La paz es señal de presencia de Dios, porque nuestro Dios es un Dios de paz. «Javhé es Paz. «¡Que la Paz de Dios está con ustedes!». -Por esto, la propuesta de paz de Dios produce reacciones violentas. Como dice el salmo: «Desde mucho tiempo vivo con los que odian la paz. Estoy a favor de la paz, pero cuando yo digo “¡Paz!” ellos gritan “¡Guerra!”» La paz que Jesús nos da es señal de “espada”. Supone persecuciones para las Comunidades. Y el mismo Jesús nos anuncia tribulaciones. Es necesario tener confianza, luchar, obrar, perseverar en el Espíritu de modo que un día triunfe la paz de Dios Y entonces, «el Reino de Dios será justicia, paz y alegría y estos serán los frutos del Espíritu Santo» y «Dios será todo en todos.
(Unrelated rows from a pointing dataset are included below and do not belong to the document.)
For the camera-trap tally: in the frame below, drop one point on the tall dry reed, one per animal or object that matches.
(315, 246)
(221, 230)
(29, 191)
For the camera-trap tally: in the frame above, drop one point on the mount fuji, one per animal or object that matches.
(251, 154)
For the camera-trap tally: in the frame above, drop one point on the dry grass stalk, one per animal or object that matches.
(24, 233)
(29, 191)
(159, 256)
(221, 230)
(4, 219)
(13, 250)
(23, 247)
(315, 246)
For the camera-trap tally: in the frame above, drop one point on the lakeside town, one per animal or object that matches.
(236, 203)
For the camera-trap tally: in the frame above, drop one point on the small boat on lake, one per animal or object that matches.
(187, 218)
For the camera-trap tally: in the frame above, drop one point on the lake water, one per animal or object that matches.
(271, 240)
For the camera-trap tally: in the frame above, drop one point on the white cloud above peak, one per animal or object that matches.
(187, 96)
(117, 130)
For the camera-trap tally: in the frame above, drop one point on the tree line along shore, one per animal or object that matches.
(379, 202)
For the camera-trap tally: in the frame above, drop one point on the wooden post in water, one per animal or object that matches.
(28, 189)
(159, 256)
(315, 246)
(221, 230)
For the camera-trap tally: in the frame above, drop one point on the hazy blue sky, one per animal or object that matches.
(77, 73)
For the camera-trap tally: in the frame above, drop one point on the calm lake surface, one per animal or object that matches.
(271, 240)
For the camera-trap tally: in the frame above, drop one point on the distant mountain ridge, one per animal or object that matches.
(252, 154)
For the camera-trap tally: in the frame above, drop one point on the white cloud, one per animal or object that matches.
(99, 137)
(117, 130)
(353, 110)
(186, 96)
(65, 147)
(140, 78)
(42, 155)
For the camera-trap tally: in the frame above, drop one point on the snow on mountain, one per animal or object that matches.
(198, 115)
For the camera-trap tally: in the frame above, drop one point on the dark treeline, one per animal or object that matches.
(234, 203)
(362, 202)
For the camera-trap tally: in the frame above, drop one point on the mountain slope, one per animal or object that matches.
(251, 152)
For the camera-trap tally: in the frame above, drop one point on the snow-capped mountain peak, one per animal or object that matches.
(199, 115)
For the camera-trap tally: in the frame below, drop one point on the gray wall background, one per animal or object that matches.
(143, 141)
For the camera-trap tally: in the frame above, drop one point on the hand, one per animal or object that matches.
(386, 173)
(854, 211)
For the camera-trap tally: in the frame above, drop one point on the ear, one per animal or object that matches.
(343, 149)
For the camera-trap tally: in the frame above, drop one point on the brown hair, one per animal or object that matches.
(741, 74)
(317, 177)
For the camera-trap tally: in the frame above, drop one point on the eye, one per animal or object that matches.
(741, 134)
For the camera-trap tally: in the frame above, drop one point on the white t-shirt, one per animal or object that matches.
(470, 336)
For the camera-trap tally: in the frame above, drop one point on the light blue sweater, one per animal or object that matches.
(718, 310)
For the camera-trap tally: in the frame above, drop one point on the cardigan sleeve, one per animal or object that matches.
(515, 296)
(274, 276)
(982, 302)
 A qué nos compromete la Palabra

«Así como el músico, con la lira bien templada, ejecuta una armonía, combinando con los recursos del arte los sonidos graves con los agudos y los intermedios, así también la sabiduría de Dios, teniendo en sus manos el universo como una lira, une las cosas gobernándolas con su voluntad y beneplácito» (San Atanasio)

PENTECOSTES es una experiencia de COMUNION y de AMOR.

Contemplemos este Misterio insondable, a la luz de la Encíclica «Dios es amor» (Deus caritas est (DCE)) del Papa Benedicto XVI: «No se comienza a ser cristiano por una decisión ética o una gran idea, sino por el encuentro con un acontecimiento, con una Persona, que da un nuevo horizonte a la vida y, con ello, una orientación decisiva... Y, puesto que es Dios quien nos ha amado primero, ahora el amor ya no es sólo un “mandamiento”, sino la respuesta al don del amor, con el cual viene a nuestro encuentro».

Esto es acción del Espíritu Santo en el creyente y en la Iglesia.

«Ahora el amor es ocuparse y preocuparse por el otro. Ya no se busca a sí mismo, sumirse en la embriaguez de la felicidad, sino que ansía más bien el bien del amado: se convierte en renuncia, está dispuesto al sacrificio, más aún, lo busca»

Fue el Espíritu Santo quien sacó a los discípulos del encerramiento y los lanzó a la misión, al servicio del Evangelio para los demás. «Amor a Dios y amor al prójimo se funden entre sí: en el más humilde encontramos a Jesús mismo y en Jesús encontramos a Dios»

Relación con la Eucaristía

El relato de Pentecostés es lo que ocurre en la celebración. Reunidos en torno de Jesús los hijos de adopción damos gracias; unidos en el amor de su Espíritu, hacemos una comunidad con los dones que El nos da.